Closed ShushanArakelyan closed 7 years ago
Hello, I also sometimes experience strange bugs like that (not only in texture nets, but generally with torch), but have no idea what causes it. Other people too: https://github.com/facebook/fb.resnet.torch/issues/140
In this case I bet it is something with threading, it seems to me it is unstable in torch, and both dataloader and nn.DataParallelTable use threading.
Did you try to update your torch install?
My torch install is really fresh (I just got it to try texture_nets out)
Did you install it with
git clone https://github.com/torch/distro.git ~/torch --recursive
cd ~/torch; bash install-deps;
./install.sh
?
Yep, I followed the instructions from torch.ch and the installations seemed successful. I was able to successfully train with fast_neural_style though, if that sheds any light on the issue. I am currently trying to train with pyramid model, not sure if it makes any difference, but will let you know if it also terminates after exactly (I find this fact quite surprising) 1300 iterations.
Try this
luarocks install torch
luarocks install sys
luarocks install cutorch
luarocks install loadcaffe
luarocks install nn
luarocks install cunn
luarocks install optim
luarocks install image
luarocks install cudnn
Maybe it will help. Also make sure you have enough disk space.

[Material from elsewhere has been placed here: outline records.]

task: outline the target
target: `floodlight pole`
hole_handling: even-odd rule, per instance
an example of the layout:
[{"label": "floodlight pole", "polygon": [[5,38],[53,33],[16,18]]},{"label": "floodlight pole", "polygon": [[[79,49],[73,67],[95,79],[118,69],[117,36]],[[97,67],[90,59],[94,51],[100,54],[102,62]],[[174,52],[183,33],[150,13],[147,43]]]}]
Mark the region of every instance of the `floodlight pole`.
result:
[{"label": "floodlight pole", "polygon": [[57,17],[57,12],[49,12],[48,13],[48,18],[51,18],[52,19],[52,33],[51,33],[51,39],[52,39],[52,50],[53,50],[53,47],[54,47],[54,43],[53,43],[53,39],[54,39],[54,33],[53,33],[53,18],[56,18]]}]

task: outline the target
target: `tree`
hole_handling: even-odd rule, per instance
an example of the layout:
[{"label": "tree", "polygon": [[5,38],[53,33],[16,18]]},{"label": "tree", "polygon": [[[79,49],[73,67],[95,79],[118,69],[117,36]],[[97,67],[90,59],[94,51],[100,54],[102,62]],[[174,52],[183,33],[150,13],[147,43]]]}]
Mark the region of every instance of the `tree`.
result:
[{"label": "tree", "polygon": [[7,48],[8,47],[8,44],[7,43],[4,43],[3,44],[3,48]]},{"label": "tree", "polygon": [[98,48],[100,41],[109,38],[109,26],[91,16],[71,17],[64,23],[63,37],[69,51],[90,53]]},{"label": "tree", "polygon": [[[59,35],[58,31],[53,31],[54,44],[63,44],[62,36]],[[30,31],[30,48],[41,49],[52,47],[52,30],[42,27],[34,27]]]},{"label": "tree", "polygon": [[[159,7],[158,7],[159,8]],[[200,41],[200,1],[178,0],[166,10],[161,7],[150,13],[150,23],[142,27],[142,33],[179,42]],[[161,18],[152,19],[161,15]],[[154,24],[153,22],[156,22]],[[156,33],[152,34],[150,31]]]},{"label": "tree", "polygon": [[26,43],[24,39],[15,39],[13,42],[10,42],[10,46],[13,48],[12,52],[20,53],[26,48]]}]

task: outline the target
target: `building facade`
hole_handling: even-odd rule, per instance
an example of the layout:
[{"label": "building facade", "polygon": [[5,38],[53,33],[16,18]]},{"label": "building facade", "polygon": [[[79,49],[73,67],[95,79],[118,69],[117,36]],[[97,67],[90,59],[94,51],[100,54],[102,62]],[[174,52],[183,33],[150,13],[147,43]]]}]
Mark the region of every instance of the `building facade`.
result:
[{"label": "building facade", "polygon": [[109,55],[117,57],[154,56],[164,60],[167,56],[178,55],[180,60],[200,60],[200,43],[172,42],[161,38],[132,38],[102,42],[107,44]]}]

So, I tried using smaller batch_size, which surprisingly works fine. Am I right assuming it is related to insufficient memory?
Memory might be the issue, but not the always one. Sometimes, I set the batch_size = 1 on Tesla K40, the training will terminate itself prematurely without outputting any error message.
Hm, well, now with batch_size = 2 I get an error message that I am running out of RAM, even though I am using amazon p2.xlarge instance with 61GB RAM and 12GB GPU memory, which I assumed would be enough :/ Is there any point in trying to profile the code or anything?
You can use nvidia-smi to check how much GPU memory is used when you run the training. If the amount of the used memory is close to the maximum limit, then you may have a chance of running out of RAM.
I tried that for a couple of times while training but could never spot anything weird. If I'm not mistaken, it seemed to only use up to 4Gb GPU memory with batch_size=4 at random points during the training.
add this line below https://github.com/DmitryUlyanov/texture_nets/blob/master/train.lua#L198 should fix this leak
net:clearState()
@alexguo Thanks. I tested it and it worked.
Hi,
For some weird reason training with johnson model terminates for me after 1300 iterations with message "Killed". I am using the "default" command line as provided in the readme file for johnson model with different style images (I tried candy style and some custom doodle styles and it is always killed after 1300 iterations). Any ideas on why this happens or how can I deal with this?
Thanks